On Thursday, five Israelis were wounded, one critically, in Palestinian attacks in the West Bank and Gaza Strip.And I expect that he still does.
The attacks came as Palestinian sources confirmed that Hamas militant Mohammed Deif, who tops Israel's most-wanted list for his involvement in terrorist attacks, has escaped from a Palestinian jail.
According to Israel Radio, a Hamas Web site claimed that Mohammed Dahlan, the head of Palestinian security in Gaza, helped Deif escape. Deif and Dahlan reportedly became friendly while serving time together in an Israeli jail.
According to the site, Dahlan arranged for Deif to be moved to a safe house amid concern that Israel might bomb the jail to assassinate Deif.
After Arafat's death, the Scotsman interviewed Dahlan:
Palestinians need time to “build a new house” following the death of Yasser Arafat, and the key to a cease-fire with Palestinian militants is in Israel’s hands, said Gaza strongman Mohammed Dahlan in an interview published today.
Dahlan, who holds no official position but who commands a loyal following in Gaza, told the Israeli Yediot Ahronot daily that halting four years of violence with Israel will not be the first priority of the post-Arafat leadership.
“If you want, there will be a cease-fire. If you don’t want, there won’t be. The key is in your hands,” he was quoted as saying, blaming Israel for the breakdown of previous cease-fires.

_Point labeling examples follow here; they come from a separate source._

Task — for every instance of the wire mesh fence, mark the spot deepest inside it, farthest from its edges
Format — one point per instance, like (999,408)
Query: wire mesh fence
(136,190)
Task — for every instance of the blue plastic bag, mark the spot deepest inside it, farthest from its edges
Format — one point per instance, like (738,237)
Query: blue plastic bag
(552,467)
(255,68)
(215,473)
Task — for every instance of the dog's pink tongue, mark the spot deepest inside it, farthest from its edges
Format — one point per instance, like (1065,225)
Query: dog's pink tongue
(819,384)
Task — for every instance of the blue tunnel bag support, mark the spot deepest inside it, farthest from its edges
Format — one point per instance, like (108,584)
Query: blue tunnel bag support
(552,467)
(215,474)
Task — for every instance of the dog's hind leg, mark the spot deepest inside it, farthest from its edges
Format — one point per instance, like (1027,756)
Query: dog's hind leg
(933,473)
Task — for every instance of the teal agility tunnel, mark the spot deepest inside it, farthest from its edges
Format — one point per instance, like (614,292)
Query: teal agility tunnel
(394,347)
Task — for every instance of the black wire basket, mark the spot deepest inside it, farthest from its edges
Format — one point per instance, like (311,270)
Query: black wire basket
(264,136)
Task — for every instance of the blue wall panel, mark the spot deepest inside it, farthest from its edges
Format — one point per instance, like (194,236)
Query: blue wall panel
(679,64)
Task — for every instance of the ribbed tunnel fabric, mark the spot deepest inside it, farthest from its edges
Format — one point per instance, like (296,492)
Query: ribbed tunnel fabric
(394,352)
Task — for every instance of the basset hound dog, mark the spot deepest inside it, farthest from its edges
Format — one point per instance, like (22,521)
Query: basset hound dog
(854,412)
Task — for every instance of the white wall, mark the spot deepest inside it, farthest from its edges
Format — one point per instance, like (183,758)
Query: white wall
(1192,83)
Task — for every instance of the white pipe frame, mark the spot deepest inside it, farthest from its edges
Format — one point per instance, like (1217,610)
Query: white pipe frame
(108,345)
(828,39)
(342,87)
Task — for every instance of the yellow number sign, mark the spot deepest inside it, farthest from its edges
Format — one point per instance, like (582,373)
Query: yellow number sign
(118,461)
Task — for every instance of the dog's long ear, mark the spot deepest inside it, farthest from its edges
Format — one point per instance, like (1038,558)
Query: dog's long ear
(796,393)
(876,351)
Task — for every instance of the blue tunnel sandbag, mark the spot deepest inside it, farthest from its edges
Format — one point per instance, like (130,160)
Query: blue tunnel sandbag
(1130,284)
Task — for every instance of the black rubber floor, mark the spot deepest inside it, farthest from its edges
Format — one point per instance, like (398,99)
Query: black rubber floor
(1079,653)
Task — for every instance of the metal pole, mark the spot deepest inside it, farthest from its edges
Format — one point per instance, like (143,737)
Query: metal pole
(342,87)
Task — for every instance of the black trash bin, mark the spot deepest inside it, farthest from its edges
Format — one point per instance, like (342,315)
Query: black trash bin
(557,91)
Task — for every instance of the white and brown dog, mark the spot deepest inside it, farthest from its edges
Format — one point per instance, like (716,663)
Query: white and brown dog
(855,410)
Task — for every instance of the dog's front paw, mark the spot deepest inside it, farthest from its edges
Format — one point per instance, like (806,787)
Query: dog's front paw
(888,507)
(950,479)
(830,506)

“But a cease-fire is not the first stage. We are building a new house now from the foundations. That is the first task,” he said.
Dahlan is expected to hold a key position of power in the post-Arafat Palestinian power structure, though it is not known if he will enter the Cabinet.

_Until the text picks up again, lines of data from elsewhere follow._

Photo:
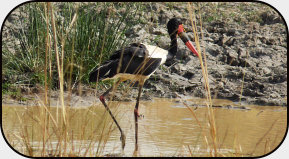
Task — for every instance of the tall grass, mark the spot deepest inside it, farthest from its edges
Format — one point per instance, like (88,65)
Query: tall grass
(98,30)
(57,45)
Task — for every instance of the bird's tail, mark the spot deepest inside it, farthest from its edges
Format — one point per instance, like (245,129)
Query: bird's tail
(100,73)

Still it's interesting apparently that Dahlan is considered close to America as this article about the killing of 3 Americans in Gaza tells us:
Ranking Palestinian Authority officials know the solution to the mystery, but lack clear proof. What's more, they are afraid of talking about it in public. Almost certainly, the solution is that the explosive charge was indeed intended to cause American casualties, but the people behind the attack intended to devalue the status of the man considered to be closest to the Americans in the Gaza Strip. This is Mohammed Dahlan, once described as the most powerful strongman in Gaza. The Preventive Security Service, which Dahlan created and also led, received widespread assistance from the United States. Dahlan has maintained contact with American government agencies and authorities, and any disruption of the relationship between the U.S. and the Palestinian Authority harms him.
Dahlan appealed to Israel to allow the Palestinians to hold elections within 60 days, as set out in Palestinian law. “The next president cannot receive legitimacy from Israel or America,” he said, “but only from our street, from the refugee camps” and population centres.I'm curious to what degree Dahlan still gets support from the US. Or is it just perception now?

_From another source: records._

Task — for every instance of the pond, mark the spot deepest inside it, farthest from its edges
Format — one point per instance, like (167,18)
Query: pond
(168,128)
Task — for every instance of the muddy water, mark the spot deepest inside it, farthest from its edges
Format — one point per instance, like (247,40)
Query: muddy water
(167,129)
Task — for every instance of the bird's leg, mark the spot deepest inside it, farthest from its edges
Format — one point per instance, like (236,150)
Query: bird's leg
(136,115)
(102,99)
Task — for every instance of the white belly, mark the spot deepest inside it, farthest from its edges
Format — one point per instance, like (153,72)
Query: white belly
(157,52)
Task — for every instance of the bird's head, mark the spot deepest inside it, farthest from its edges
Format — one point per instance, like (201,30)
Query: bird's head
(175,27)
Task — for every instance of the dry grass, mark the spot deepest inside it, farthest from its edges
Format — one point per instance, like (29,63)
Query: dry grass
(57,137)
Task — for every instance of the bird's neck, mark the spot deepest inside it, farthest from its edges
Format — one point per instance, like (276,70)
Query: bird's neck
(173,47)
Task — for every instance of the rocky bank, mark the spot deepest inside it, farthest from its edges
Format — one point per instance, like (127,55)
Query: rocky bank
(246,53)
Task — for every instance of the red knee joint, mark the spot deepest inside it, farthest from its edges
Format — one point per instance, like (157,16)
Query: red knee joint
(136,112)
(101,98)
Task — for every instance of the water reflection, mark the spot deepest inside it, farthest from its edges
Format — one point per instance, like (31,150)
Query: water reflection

Dahlan said he was confident the campaign for president could proceed without violence, and played down Sunday's shooting at a mourning tent for Arafat, moments after Abbas arrived. Abbas was whisked to safety, but two security agents were killed and five people wounded.
Dahlan said the names of the gunmen were known to police, but refused to elaborate. "Measures will be taken against them," he said.